Mac CD/DVD backups - After the burn

When I came back from lunch I was very surprised that there was no "Success" dialog to show me that the Mac burn folder/backup process succeeded. However, I was returned to my original Mac burn folder, and there is a new disk icon named "My Data Files" on my desktop, as shown here:

This is a quiet way of letting me know that the burn folder backup process succeeded. (I suppose that if I had stayed and watched the whole backup process I would have seen the progress bar first show that the data was being written to the disk, and then being verified, but I'd still prefer some sort of "success" message here.)

To finish up I just close my Mac burn folder, and then eject my DVD by dragging it to the eject button on the dock.

Had the burn process failed ...

On the few times I've seen the Mac burn folder process fail, I've found that my CD or DVD is ejected when I come back. I'm also 98% sure that a "Verification Failure" dialog is also displayed, but this hasn't happened in a while, so I can't say for sure. Either way, I do know that my CD or DVD is ejected, and there is not a new icon on the Desktop.

If this ever happens to you, just insert a new CD or DVD, and try the burn process again. I've found that using a new CD or DVD always fixes the problem.

Mac backups - Re-using your burn folder

At this time you can delete your Mac burn folder if you want -- but -- the cool thing is that you can also keep it around after you've used it so you can make another Mac backup some time in the future. You can treat your Mac burn folder just like any other Mac folder, either leaving it on your Desktop, or moving it somewhere else to be more organized. Then, when you're ready to do your next backup, just open the burn folder again and press the Burn button.
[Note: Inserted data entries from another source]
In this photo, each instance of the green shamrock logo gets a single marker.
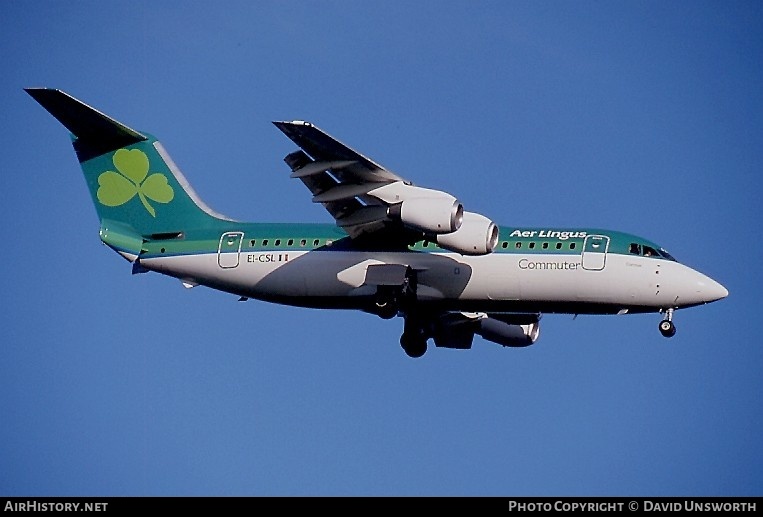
(117, 188)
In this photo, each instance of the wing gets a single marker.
(368, 200)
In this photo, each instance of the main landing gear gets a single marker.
(413, 340)
(667, 328)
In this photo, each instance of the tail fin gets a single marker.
(135, 185)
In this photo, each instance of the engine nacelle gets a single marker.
(477, 235)
(438, 215)
(507, 334)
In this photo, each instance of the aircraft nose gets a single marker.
(711, 290)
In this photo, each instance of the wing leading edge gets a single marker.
(368, 200)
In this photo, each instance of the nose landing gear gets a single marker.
(667, 328)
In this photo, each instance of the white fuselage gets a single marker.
(499, 281)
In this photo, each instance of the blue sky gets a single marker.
(641, 116)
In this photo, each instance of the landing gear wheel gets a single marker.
(386, 307)
(413, 345)
(667, 328)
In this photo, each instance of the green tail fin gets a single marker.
(134, 183)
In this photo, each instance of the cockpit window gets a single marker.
(650, 252)
(667, 255)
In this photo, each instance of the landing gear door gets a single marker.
(595, 252)
(229, 249)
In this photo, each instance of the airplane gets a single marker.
(396, 249)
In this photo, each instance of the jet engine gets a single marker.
(507, 334)
(477, 235)
(436, 215)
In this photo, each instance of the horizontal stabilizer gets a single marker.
(96, 133)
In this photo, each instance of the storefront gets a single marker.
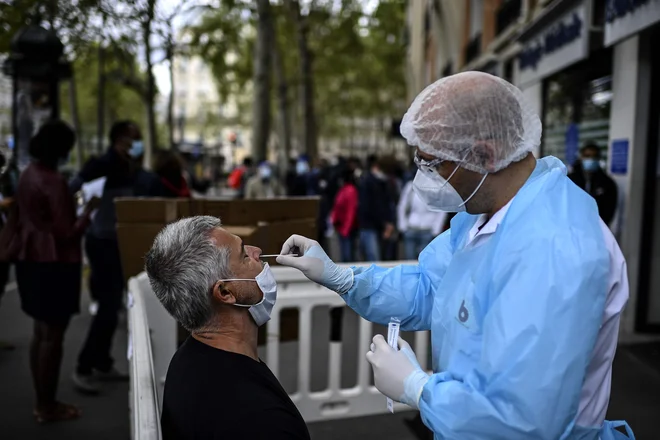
(555, 48)
(592, 71)
(562, 66)
(632, 30)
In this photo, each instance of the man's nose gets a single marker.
(253, 252)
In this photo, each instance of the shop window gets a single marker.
(507, 14)
(577, 108)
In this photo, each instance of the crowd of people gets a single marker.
(369, 205)
(44, 233)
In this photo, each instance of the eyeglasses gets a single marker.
(427, 166)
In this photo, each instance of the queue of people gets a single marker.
(519, 349)
(43, 238)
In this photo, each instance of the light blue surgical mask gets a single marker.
(266, 281)
(590, 165)
(137, 149)
(302, 167)
(63, 160)
(265, 172)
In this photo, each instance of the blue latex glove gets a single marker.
(397, 374)
(315, 264)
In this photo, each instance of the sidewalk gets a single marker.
(105, 417)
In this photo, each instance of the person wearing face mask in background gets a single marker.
(121, 165)
(522, 295)
(264, 184)
(218, 289)
(375, 213)
(588, 175)
(45, 246)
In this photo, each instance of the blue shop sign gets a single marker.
(616, 9)
(619, 161)
(557, 37)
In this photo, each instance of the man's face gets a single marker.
(244, 263)
(463, 181)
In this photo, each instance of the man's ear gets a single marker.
(484, 151)
(222, 293)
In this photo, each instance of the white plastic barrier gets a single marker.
(143, 397)
(294, 291)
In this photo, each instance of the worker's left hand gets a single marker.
(397, 373)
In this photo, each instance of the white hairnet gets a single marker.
(454, 114)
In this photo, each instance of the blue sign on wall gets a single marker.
(572, 142)
(619, 161)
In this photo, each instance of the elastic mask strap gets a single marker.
(475, 191)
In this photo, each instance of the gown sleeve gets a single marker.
(405, 292)
(538, 337)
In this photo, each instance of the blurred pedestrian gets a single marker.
(344, 216)
(375, 215)
(48, 261)
(300, 181)
(7, 192)
(264, 184)
(417, 223)
(588, 175)
(125, 177)
(169, 168)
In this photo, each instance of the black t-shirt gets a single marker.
(216, 394)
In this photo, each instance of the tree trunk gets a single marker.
(100, 101)
(262, 79)
(150, 91)
(283, 104)
(73, 103)
(170, 102)
(307, 80)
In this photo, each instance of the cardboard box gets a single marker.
(151, 210)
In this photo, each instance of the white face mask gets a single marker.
(439, 194)
(266, 281)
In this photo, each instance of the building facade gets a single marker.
(590, 70)
(205, 123)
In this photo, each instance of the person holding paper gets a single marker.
(522, 294)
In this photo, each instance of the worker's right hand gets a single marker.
(312, 261)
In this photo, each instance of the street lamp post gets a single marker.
(36, 67)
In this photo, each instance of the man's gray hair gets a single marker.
(183, 265)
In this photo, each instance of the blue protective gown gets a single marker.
(513, 321)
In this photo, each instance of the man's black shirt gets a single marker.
(216, 394)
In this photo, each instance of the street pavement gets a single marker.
(635, 388)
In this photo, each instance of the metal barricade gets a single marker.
(143, 395)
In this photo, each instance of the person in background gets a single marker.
(7, 192)
(121, 165)
(300, 182)
(198, 183)
(394, 173)
(263, 185)
(344, 216)
(417, 223)
(169, 168)
(218, 289)
(375, 216)
(48, 261)
(588, 175)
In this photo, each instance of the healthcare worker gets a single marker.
(522, 295)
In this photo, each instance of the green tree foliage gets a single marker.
(358, 58)
(121, 102)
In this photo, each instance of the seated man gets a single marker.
(218, 289)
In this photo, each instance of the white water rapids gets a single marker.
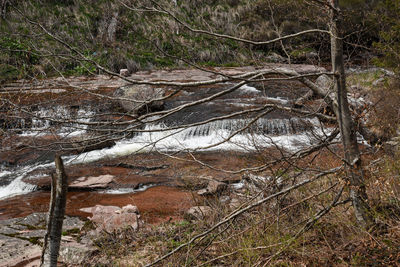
(290, 134)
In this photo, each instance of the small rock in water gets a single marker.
(124, 72)
(198, 212)
(213, 187)
(112, 218)
(101, 181)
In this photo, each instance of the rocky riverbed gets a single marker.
(129, 167)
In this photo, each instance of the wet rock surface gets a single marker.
(119, 179)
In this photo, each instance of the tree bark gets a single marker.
(349, 139)
(55, 217)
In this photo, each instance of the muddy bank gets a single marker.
(157, 204)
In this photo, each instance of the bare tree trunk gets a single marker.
(349, 139)
(55, 217)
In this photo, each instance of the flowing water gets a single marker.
(243, 133)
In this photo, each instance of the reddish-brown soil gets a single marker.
(156, 205)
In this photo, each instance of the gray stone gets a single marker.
(137, 95)
(235, 203)
(213, 187)
(275, 58)
(112, 218)
(101, 181)
(14, 251)
(74, 253)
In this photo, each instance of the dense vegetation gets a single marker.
(116, 37)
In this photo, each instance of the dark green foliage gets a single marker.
(387, 18)
(148, 39)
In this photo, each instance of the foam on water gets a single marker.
(120, 191)
(209, 137)
(17, 186)
(248, 89)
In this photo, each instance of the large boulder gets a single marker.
(213, 187)
(198, 212)
(137, 94)
(112, 218)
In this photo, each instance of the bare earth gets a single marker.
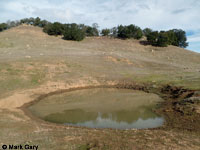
(33, 63)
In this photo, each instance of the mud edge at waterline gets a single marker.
(177, 111)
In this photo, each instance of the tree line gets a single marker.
(78, 32)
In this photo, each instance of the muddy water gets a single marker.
(101, 108)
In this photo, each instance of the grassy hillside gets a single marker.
(33, 63)
(29, 57)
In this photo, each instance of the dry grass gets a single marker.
(33, 63)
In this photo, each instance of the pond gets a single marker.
(101, 108)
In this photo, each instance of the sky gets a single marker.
(155, 14)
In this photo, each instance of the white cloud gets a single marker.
(156, 14)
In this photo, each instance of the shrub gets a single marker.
(54, 29)
(130, 31)
(3, 26)
(105, 32)
(91, 31)
(73, 32)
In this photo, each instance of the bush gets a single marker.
(152, 38)
(54, 29)
(91, 31)
(73, 32)
(3, 26)
(180, 39)
(131, 31)
(176, 37)
(147, 31)
(162, 40)
(105, 32)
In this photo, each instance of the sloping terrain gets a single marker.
(33, 63)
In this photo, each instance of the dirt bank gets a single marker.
(176, 108)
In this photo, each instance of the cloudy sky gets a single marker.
(156, 14)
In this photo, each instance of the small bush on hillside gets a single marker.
(54, 29)
(73, 32)
(91, 31)
(105, 32)
(131, 31)
(147, 31)
(3, 26)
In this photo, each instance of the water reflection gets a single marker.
(118, 120)
(101, 108)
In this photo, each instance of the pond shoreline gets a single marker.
(174, 119)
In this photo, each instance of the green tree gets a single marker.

This process automatically backs up the files and folders that are aliased in the Mac burn folder. And, if your folders contain any new data (new files or folders), that new data is backed up as well. It's that simple. As one last note, you can also add new folders to your Mac burn folder before pressing the Burn button.

Mac burn folders simplify the Mac backup process

For me that's what makes a Mac burn folder such a great backup tool. Dealing with backups over the years, I've learned to keep the data I want backed up in just a few main folders. Using Mac burn folders I just copy these data folders to one or more burn folders, and Mac backups are a breeze.

To describe my situation clearly, I normally have three Mac burn folders. One is for my working data files, which includes things like this tutorial. A second burn folder is for my Pictures folder, which has grown very large. And a third burn folder is for my iTunes Music folder, which is also very large. I use this approach because each of those folders is large enough to require its own DVD-R.

Before wrapping up this Mac backup and burn folders tutorial, this is a good time to mention that if you've purchased any applications for your Mac you should make sure you have all the license information you need for those applications. If the only place you have that license information is in a configuration file on your disk, you better find that file and make a backup of it.

Mac backups using Mac burn folders - Summary

To summarize, Mac burn folders make for a great Mac backup tool. Just copy the folders you want to one or more Mac burn folders, then keep those burn folders around so you can easily make Mac backups in the future. Unless you have some type of external storage system always connected to your Mac, it's hard to make the Mac backup process much easier than that.